Paper Structure (9 sections, 4 figures, 2 tables)

This paper contains 9 sections, 4 figures, 2 tables.

Figures (4)

  • Figure 1: Procedure for clustering of patients based on similarities of their vital sign trajectories. For each feature, each patient's time-series is compared using dynamic time warping (DTW). DTW(i,j) represents the Dynamic Time Warping distance between trajectories of feature $k$ for patients $i$ and $j$. The DTW matrix for each feature is summed together, resulting in a matrix for the total DTW distance across all features between all patients. Dimensionality reduction (UMAP) and clustering (HDBSCAN) are then computed. grouping patients on the similarity of their feature trajectories.
  • Figure 2: Aggregated feature impact for in-hospital mortality prediction models when considering each patient's entire intensive care unit stay.

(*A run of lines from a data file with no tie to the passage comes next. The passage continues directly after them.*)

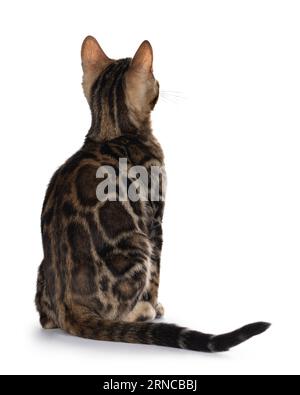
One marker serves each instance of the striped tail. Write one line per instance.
(161, 334)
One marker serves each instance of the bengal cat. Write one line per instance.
(100, 274)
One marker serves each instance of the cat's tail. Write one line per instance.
(160, 334)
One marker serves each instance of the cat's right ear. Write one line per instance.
(94, 61)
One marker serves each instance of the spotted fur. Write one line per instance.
(100, 274)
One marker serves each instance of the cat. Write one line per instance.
(99, 277)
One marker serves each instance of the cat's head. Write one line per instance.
(121, 93)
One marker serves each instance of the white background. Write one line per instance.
(231, 140)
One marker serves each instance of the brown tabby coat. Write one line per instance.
(100, 274)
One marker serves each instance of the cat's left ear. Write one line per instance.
(94, 61)
(143, 59)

Top and second ICD codes are the two most frequently occurring ICD codes throughout the entire ICU stay. bp = Blood pressure, SATS = Oxygen saturation, GCS = Glasgow Coma Scale.
  • Figure 3: Cluster evolution when considering data from varying lengths of time from first admission to ICU. Cluster labels in panel (a) correspond to cluster labels from the whole ICU stay (Figure \ref{['fig: pipeline overview']}).
  • Figure 4: Weighted average performance of in-hospital mortality models for varying time frames since admission. 'end of stay' includes the entire patient stay and utilises additional features not available for the shorter time frames. Error bars are standard deviations.